Movimentos culturais são também, na acepção do jornalismo cultural, eventos de arte (teatrais, cinematográficos, de artes plásticas, musicais, etc.). Nesse caso, o conceito de cultura está ligado ao desenvolvimento de um fazer artístico, de caráter simbólico e promocional, acessível a uma parcela de espectadores/fruidores capaz de se sensibilizar com o evento.
Tudo leva a crer que estamos falando de fenômenos absolutamente diferentes ou até mesmo incongruentes. Movimentos culturais parecem ser momentos de expressão de valores/crenças/convicções, modos de ser, agir e reagir de grupos identificados. Tendem a buscar referência no público que se sente atraído por eles e a influenciarem positivamente tal público com as possibilidades das novas leituras que irradiam.
O Jornalismo da Cultura
Fazer jornalismo é buscar informação útil (notícia), selecioná-las, organizá-las, publicá-las, armazená-las e descartá-las, quando obsoletas. O referencial do jornalismo é – ou tem sido – os interesses localizados do grupo empresarial que mantém a organização jornalística, traduzidos, acomodados eufemizados e/ou distorcidos pelos editores-chefes, pauteiros, editores de cadernos, etc. Afora isto, o jornalista pauta-se no suposto interesse do seu suposto público.
Embora seja, hoje, bastante mais simples que antigamente aferir a audiência de um programa de rádio ou de TV, a circulação de um jornal ou de uma revista, o número de visitantes de um site ou de freqüentadores de um chat, não foi abolida a figura ideal do leitor, do telespectador e do internauta que cada produtor de informação interioriza pela lógica do dialogismo bakthiniano.
O receptor idealizado pelo jornalismo cultural pode ser descrito de inúmeras maneiras, porém manterá inalterado, em todas as versões possíveis, seu pendor pelas produções simbólicas da cultura, sua curiosidade pela decifração de códigos emblemáticos e pela intimidade de culturas que lhe são estranhas.
Além dos óbvios interesses mercadológicos dos promotores dos eventos culturais (sejam quais forem), o suposto interesse desse receptor movimenta o produtor da informação na direção de um texto final capaz de conciliar ou de partilhar eventuais conflitos e recompensas.
Independentemente, porém, dessas considerações de caráter político/mercadológico, o texto cultural do jornalismo cultural não corresponde ao texto da cultura tal como defendido pelos semioticistas eslavos.
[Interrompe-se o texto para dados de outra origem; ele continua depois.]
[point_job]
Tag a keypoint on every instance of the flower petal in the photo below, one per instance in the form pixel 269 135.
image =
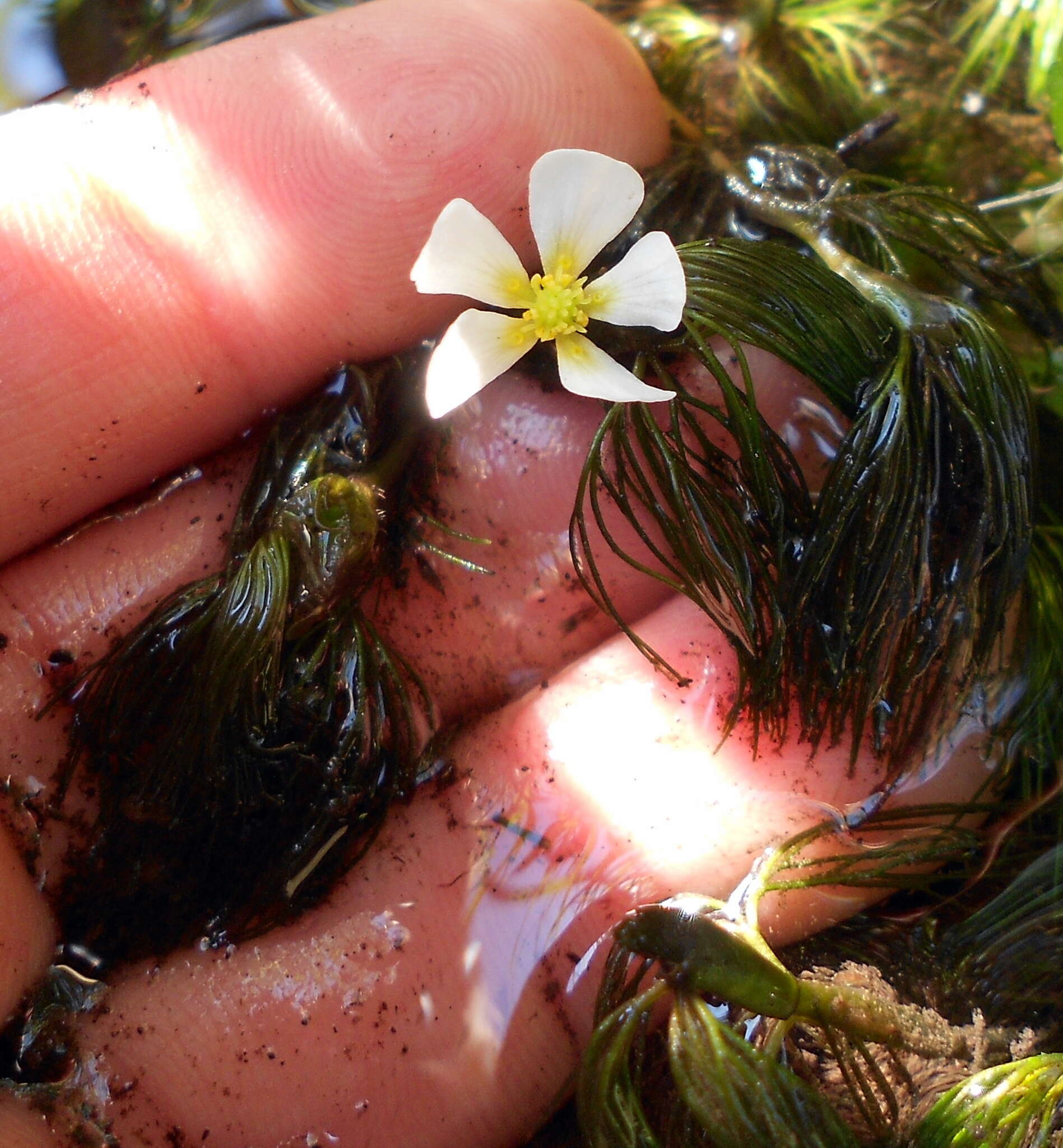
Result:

O própria natureza do conceito de “notícia” retira do texto jornalístico a possibilidade de produzir a carga simbólica de que nenhuma cultura pode prescindir.
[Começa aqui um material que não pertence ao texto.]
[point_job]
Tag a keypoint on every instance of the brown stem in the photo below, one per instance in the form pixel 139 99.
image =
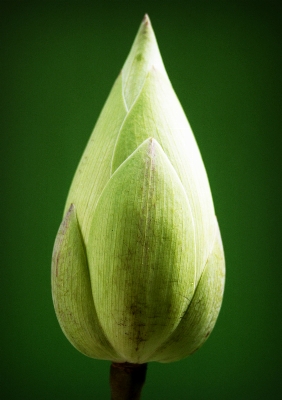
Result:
pixel 127 380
Por isso, o jornalismo cultural gira em torno da crítica, mas parece preferir o entretenimento; por isso as matérias em profundidade dos cadernos culturais não conseguem se entregar à arte da desutilidade; por isso o lugar do jornal ( seja na TV, seja no rádio, seja no papel) não pode substituir o lugar do evento ou da manifestação cultural, sendo, por si só, a notícia do evento e da manifestação.. quando muito, um aperitivo para motivar o leitor/teleespectador.
Bibliografia
Lotman, Yuri. A Estrutura do Texto Artístico. Ed. Estampa. Lisboa: 1987
Machado, Irene. Escola de Semiótica. Ateliê Editorial, São Paulo:2003
Schnaidermann, Boris. Semiótica Russa. Ed. Perspectiva. São Paulo: 1991
Leach, Edmund. Cultura e Comunicação. Zahar Editores. São Paulo: 1981
Baitello Jr. Norval. O Animal que Parou os Relógios. Annablume. São Paulo: 1997
Flusser, Vilém. A Fenomenologia do Brasileiro. Ed. UERJ. Rio: 1998
Bystrina, Ivan. Lições de Semiótica da Cultura. Pré-Print do CISC, PUC/SP. 1996
Iasbeck, Luiz C.A. A Arte dos Slogans. Ed. Annablume. São Paulo: 1997
Pross, Harry. La Estructura Simbólica del Poder. Gustavo Gilli. Barcelona: 1987.